I carabinieri del comando Stazione di Vigevano hanno deferito in stato di libertà per il reato di calunnia e procurato allarme presso le autorità un cinquantaquattrenne nato in città, senza fissa dimora, con precedenti di polizia.
Al termine di una scrupolosa attività investigativa, il predetto è stato infatti deferito all’autorità giudiziaria per aver denunciato falsamente una rapina da lui subita per mano di un soggetto, di cui forniva accurata descrizione e che ne permetteva la certa e immediata identificazione da parte dei carabinieri in un ventiduenne tunisino pregiudicato senza fissa dimora, da lui poi confermata tramite individuazione fotografica formale.
La vicenda aveva avuto luogo lo scorso 27 agosto quando l’uomo, dopo essere stato soccorso da un vigilantes della Civis in piazza Sant’Ambrogio, aveva richiesto l’intervento di una pattuglia dei carabinieri.

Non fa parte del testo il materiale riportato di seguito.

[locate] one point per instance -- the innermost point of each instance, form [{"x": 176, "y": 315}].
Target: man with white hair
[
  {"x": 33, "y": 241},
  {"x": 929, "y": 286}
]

L’autoradio della Sezione Radiomobile della Compagnia di Vigevano era giunta subito sul posto dove il predetto aveva segnalato che poco prima, mentre usciva dai locali dove sono presenti gli sportelli bancomat della filiale “Intesa San Paolo” di corso Vittorio Emanuele, gli era stato strappato il borsello che teneva a tracolla da un individuo, nel vano tentativo di asportarglielo. Aveva aggiunto che nel rovinare a terra, aveva perso il proprio telefono cellulare e il mazzo di chiavi di casa, che il rapinatore gli aveva sottratto, dandosi poi a precipitosa fuga. L’uomo aveva poi formalizzato nella mattinata la denuncia presso la sede del comando compagnia carabinieri di via Castellana fornendo una descrizione molto accurata del malfattore che aveva indirizzava inequivocabilmente i militari sul presunto responsabile, la conferma del quale veniva dall’uomo a seguito di individuazione fotografica certa.
Peccato che gli accertamenti ulteriori abbiano invece dimostrato come i due già si conoscessero e avessero passato i momenti antecedenti l’inventata rapina a dialogare insieme fino a che il rapinato immaginario non consegna spontaneamente al tunisino il telefono, che gli viene poi restituito da altri connazionali del magrebino, utilizzato forse come pegno per la consegna di qualche sostanza.
L’uomo, che ha già ammesso la colpa, non ha spiegato i motivi di tale gesto che oltre ad aver contribuito ad accrescere l’allarme sociale abbiano fatto concentrare risorse su un reato inventato ma che è costato allo stesso una doppia denuncia.